The ideas labor is pushing now are similar to suggestions made then, Reiter said, and include “any number of ways that could improve the way the city delivers services and maximize their ability to cut costs without impacting essential workers. ... We are working to try to get the city to do this with us collaboratively” in a way that “preserves city services and protects essential workers.”

So far, the city’s 33,000-employee workforce has escaped the pain endured by private-sector employees who have seen hours and paychecks shrink — if they’re lucky enough to still have jobs.

Chief Financial Officers Jennie Huang Bennett and Budget Director Susie Park have made it clear that cannot continue.
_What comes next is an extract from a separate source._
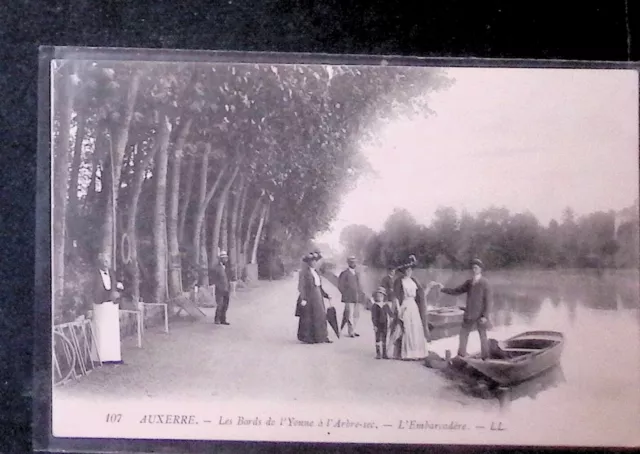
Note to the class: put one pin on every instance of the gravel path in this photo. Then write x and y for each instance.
(259, 357)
The mayor needs concessions that may include a mix of layoffs, furlough days and pay cuts.

But, Reiter said: “I don’t think we’ve fully explored how to save money before we get to that point.”

Even though the mayor’s budget address has been delayed, Chicago aldermen are tired of being kept in the dark.

Ald. Gilbert Villegas (36th), the mayor’s City Council floor leader, said he’s pushing for aldermanic briefings on the tough choices ahead as soon as possible.

“When you tell someone, ‘Everything is on the table,’ people want to know, what does that mean?” Villegas said.

“As much communication as possible on this budget is required in order to get as much support as possible for passage. Over-communication is good. It’s important that they know … the direction the administration wants to go in and find out what can be supported.”